I wouldn’t.
Okay, okay, I know that sounds flip, but I’m actually completely serious. Part of telling a good story is knowing where to end it. And I actually think that Return of the Jedi was a very solid and satisfying end to the narrative arc of Star Wars.
It was a mythic ending to a mythic story, leaving open new and nearly endless possibilities for the galaxy that our heroes could build from the ashes of the Empire. And it was also a deeply personal ending to a story that, in spite of its vast scope, was ultimately a very personal story. Luke Skywalker, the boy from Tatooine, became a Jedi like his father before him, and saved his father in the process. The hero descended into the underworld and came back out again changed, and the world was changed because of his journey. That’s a nearly perfect mythic arc.

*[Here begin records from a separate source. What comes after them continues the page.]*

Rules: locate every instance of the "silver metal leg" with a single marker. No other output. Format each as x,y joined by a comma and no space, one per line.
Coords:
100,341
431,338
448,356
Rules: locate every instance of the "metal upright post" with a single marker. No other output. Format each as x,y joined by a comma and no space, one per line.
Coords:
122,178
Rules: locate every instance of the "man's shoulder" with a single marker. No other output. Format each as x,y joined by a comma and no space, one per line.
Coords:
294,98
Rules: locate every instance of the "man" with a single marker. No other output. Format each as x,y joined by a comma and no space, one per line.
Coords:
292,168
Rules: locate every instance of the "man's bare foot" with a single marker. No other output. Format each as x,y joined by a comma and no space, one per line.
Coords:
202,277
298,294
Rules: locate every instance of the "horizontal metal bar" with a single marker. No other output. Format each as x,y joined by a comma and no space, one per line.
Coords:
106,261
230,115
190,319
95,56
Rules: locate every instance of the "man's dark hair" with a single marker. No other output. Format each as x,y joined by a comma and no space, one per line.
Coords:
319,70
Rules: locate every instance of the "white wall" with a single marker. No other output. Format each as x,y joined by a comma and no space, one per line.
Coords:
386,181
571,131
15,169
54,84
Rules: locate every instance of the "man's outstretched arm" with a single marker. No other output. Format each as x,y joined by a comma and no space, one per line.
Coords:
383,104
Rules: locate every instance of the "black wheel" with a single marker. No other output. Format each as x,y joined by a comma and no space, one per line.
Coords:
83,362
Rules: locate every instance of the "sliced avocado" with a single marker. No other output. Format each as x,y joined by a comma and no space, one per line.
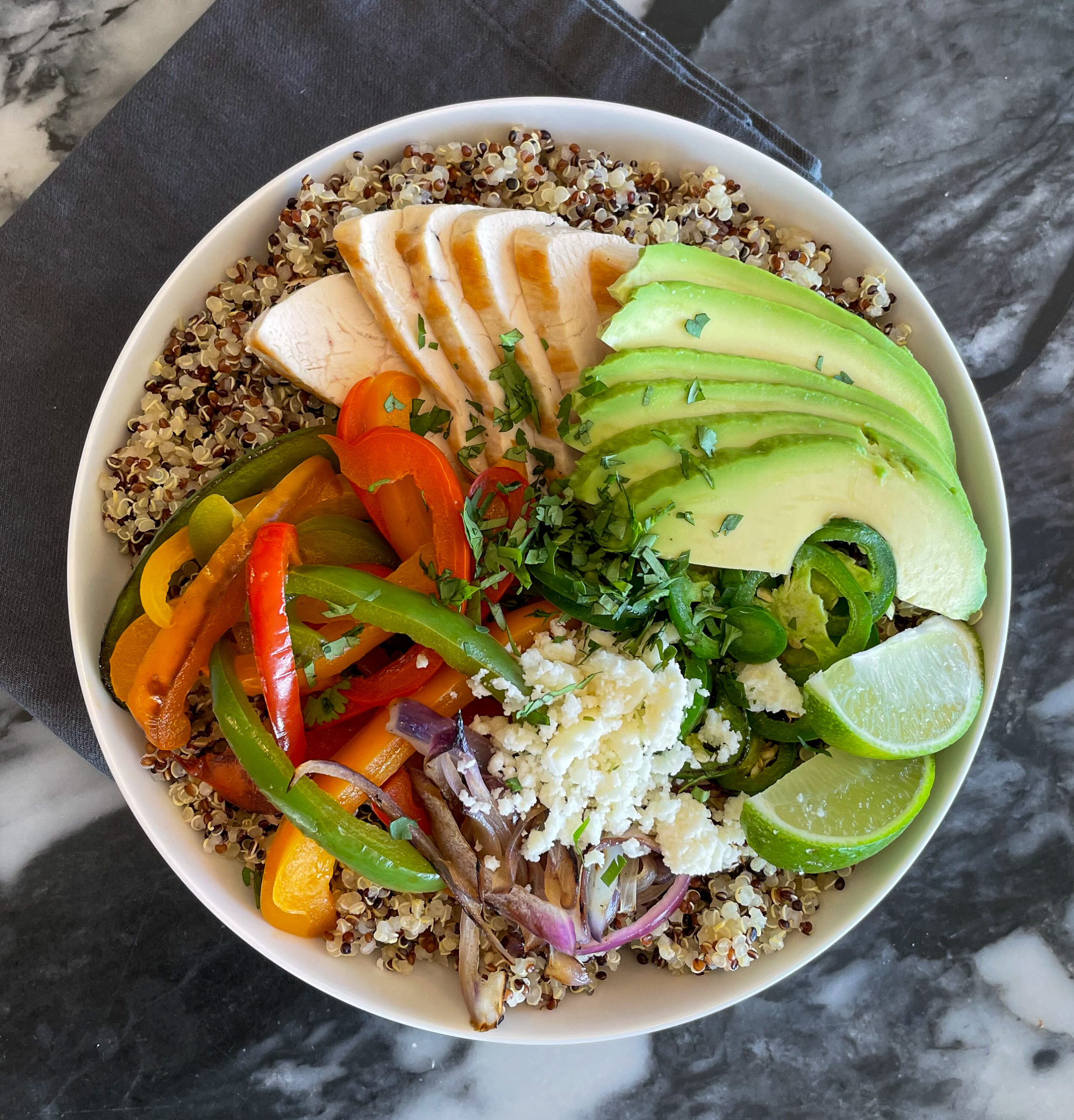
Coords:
693,265
637,453
727,323
764,501
623,407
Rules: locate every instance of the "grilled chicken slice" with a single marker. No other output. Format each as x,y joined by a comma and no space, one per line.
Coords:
367,245
483,248
423,241
324,339
565,277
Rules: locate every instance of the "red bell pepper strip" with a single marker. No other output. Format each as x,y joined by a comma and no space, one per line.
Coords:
493,504
275,548
385,455
401,790
399,678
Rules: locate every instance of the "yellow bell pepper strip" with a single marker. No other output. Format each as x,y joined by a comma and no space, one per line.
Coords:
157,577
257,471
275,549
211,525
377,602
296,894
210,606
129,652
364,848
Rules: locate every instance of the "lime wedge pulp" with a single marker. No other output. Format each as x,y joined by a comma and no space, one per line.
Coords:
913,695
836,810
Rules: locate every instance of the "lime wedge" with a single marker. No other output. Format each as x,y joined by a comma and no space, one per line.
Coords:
913,695
836,810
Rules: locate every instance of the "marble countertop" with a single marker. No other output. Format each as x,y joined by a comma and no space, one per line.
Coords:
948,128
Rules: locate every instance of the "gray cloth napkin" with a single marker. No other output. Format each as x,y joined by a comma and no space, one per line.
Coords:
251,89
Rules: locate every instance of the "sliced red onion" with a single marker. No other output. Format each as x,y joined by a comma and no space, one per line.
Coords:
484,997
537,915
567,969
599,900
644,925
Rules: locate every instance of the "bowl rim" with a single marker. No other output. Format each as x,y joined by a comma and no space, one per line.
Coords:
425,123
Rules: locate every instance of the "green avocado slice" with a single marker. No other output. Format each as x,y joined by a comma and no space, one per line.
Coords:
623,407
759,504
723,322
693,265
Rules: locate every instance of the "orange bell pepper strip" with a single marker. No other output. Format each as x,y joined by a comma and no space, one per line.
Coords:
211,605
296,894
275,549
385,455
129,652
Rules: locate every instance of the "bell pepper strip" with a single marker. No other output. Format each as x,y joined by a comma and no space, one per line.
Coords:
211,525
497,497
225,775
129,652
210,606
387,455
879,558
401,611
275,550
818,650
399,678
157,577
367,850
257,471
296,893
400,789
332,539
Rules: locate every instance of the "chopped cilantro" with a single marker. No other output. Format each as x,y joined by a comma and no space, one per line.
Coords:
612,872
729,522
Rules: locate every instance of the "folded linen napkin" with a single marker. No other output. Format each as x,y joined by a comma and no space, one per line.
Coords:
252,88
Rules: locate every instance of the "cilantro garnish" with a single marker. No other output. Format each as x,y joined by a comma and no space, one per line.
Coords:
436,420
612,872
729,523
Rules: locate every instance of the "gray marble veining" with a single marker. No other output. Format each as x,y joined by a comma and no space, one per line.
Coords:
945,127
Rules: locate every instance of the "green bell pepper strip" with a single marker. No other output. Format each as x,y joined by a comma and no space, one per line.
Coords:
695,669
782,731
763,637
401,611
257,471
560,592
364,848
879,558
801,665
739,779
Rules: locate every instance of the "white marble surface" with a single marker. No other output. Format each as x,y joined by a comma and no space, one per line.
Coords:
947,126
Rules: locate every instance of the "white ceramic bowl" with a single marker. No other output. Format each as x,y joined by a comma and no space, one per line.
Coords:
637,999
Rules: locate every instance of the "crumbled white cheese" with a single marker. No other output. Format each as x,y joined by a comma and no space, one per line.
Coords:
770,689
604,762
717,733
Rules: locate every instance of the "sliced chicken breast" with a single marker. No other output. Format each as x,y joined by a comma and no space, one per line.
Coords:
565,277
367,245
324,337
483,248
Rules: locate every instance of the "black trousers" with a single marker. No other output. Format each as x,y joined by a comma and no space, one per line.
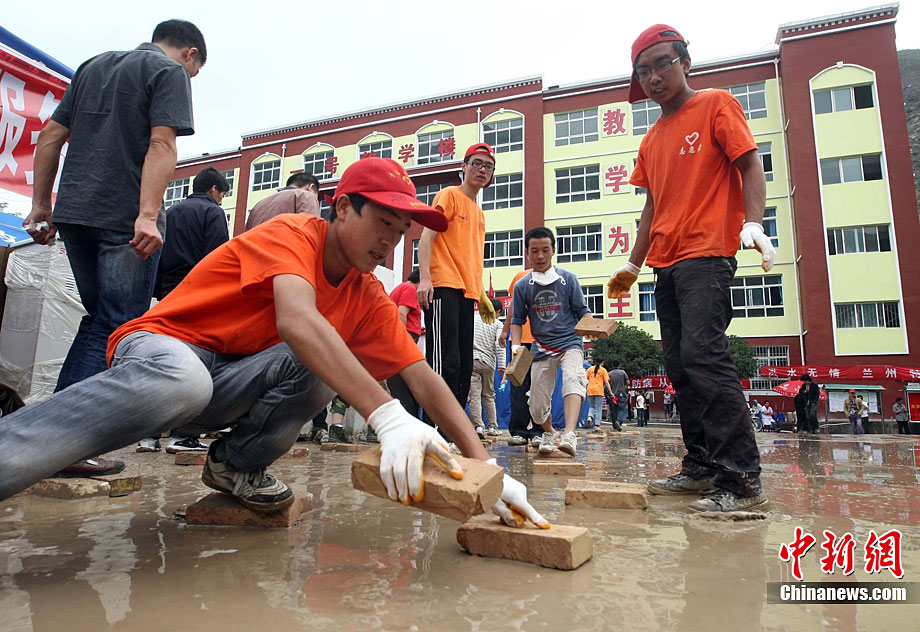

It’s maybe worth pointing out, too, that I think there’s a big difference between what I might like to see in a fanfic continuation of the films, and what I would actually want set to film. Fics that function as epilogues or continue the story past the end of the canon are endlessly interesting for many of the same reasons that AUs are: they give writers and readers a chance to explore endless possibilities, to look at characters in new and unexpected ways, to draw out themes in the story that particularly resonate, etc, etc.
And they work so well in part because there is no canon “after.”
The best fandom example I can offer, even though it’s not one of my fandoms, is probably Harry Potter. The Harry Potter epilogue is almost universally hated, and the thing is, that would have been the case no matter what the epilogue contained. Because what people really hate is the way it nails the canon down.
ROTJ was a near perfect mythic ending because it wrapped up all the big themes and allowed Luke to complete his mythic arc in a very satisfying way, but it also left the future open, and that future felt free and bright and full of possibilities.
A story that has such a well-executed and complete arc does not need a sequel.